企業の寿命に着目すると、創業100年以上の日本企業は3万3076社で世界トップである。世界の100年企業全体のうち41.3%を占める。また、日本経済が「失われた30年」といわれる中でも、見事に成長し続けた一握りの成長企業が存在する。
著者は、PBR(株価純資産倍率)が2倍超えのトップ50社を抽出した(PBRが高く出やすいITサービス企業、30年未満の新興企業は対象外)。トップ10には、オリエンタルランド(1位)やサンリオ(2位)などのエンタメ企業、アドバンテスト(3位)や東京エレクトロン(8位)などの半導体関連企業、シスメックス(9位)などのヘルスケア企業が並ぶ。また、オリンパス(6位)やスノーピーク(10位)のように、近年の業態変革で大きく躍進した企業も名を連ねている。
特筆すべきは、トップ50社のうち18社(つまり3社中1社)が、資生堂(15位)や花王(39位)など、100年を超える長寿企業である点だ。日本企業が成長路線へと方向転換するためには、これらの企業から進化の法則を学ぶ必要がある。
著者は、企業の「超進化」ともいえる法則を5つの類型に分けた。
1つ目は、「頭足(オクト)」型といい、タコのように多角化した企業群である。
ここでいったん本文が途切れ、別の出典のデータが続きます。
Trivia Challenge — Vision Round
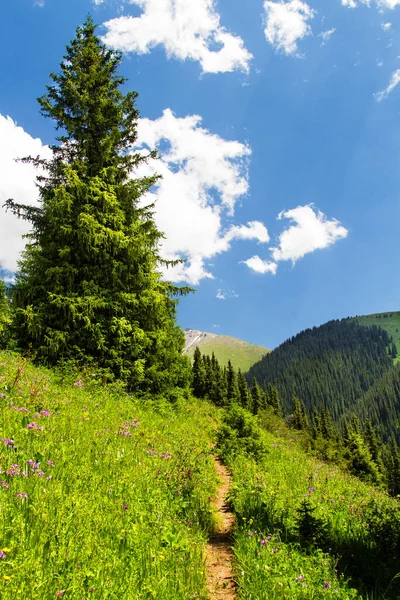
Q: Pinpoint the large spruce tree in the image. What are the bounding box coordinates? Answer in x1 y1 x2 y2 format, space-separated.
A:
5 17 190 393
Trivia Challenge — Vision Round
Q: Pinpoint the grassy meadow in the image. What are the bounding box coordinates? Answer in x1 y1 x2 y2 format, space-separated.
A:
0 351 218 599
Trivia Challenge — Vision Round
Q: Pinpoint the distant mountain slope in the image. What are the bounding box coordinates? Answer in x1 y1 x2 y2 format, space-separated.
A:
183 328 269 372
246 319 393 419
355 312 400 364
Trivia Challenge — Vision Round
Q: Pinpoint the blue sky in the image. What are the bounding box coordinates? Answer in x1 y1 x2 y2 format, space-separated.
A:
1 0 400 349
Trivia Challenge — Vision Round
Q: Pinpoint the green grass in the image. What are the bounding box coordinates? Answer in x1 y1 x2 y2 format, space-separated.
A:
0 351 219 599
186 335 269 372
218 407 400 599
355 312 400 364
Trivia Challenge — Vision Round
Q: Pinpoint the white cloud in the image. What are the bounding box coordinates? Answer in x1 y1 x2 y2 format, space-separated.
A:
270 204 348 263
382 22 392 30
34 0 45 6
216 288 238 299
263 0 315 56
0 110 268 287
242 204 348 275
319 28 336 43
379 0 400 7
0 116 51 273
101 0 252 74
134 109 270 285
376 69 400 101
241 255 278 275
342 0 400 8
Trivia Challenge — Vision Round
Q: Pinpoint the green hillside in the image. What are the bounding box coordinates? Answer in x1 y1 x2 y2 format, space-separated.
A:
3 349 400 599
355 311 400 364
184 329 269 372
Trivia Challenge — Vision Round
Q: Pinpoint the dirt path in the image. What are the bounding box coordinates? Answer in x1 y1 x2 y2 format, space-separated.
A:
205 457 236 599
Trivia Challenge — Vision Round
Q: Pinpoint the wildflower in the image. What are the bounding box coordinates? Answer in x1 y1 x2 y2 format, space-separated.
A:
122 505 128 511
16 493 28 499
74 380 83 387
46 476 53 481
27 423 43 431
0 394 5 399
48 460 55 467
260 539 268 546
0 551 5 559
308 487 315 493
90 588 94 593
57 591 65 596
323 581 332 589
1 438 15 447
0 481 9 488
6 465 20 476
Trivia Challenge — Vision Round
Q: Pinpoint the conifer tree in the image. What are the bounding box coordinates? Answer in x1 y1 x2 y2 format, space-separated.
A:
250 378 265 415
5 17 191 392
226 360 240 404
192 347 206 398
0 279 10 342
265 384 283 417
237 369 252 411
293 396 309 431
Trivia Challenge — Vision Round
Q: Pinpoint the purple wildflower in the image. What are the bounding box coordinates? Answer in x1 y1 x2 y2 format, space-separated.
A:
323 581 332 589
27 422 43 431
73 380 83 387
16 493 28 499
0 550 5 559
0 481 9 488
1 438 15 447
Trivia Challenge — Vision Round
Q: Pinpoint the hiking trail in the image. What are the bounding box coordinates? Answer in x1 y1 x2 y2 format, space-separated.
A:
206 456 236 599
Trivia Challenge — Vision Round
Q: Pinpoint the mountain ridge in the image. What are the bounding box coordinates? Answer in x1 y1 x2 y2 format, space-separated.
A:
183 328 269 372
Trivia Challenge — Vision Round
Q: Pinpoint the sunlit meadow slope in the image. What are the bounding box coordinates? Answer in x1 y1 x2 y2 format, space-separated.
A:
218 409 400 599
0 351 218 599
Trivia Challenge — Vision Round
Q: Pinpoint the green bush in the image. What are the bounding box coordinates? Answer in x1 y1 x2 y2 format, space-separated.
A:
217 404 266 461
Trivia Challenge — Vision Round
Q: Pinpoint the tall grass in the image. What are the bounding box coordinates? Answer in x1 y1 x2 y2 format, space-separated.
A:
218 406 400 599
0 351 218 599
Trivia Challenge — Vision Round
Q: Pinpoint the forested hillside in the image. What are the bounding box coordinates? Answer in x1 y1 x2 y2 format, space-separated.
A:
246 319 394 418
355 312 400 364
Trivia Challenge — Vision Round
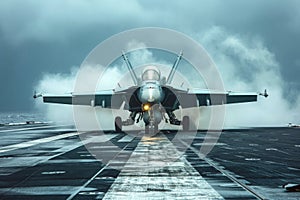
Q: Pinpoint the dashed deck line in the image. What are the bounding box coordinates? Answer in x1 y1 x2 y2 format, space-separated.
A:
103 133 224 200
多角化はかつて成長の定石といわれたが、流動性の高い昨今の資本市場においては、「コングロマリット・ディスカウント」の対象となりやすい。事業間にシナジーがなく、経営の勘所が異なる事業をむやみに抱え込むと、経営の管理スパンを大きく超えてしまうおそれがある。頭足型で進化し続けるためには、足の数を増やすだけでなく、減らす努力も必要となる。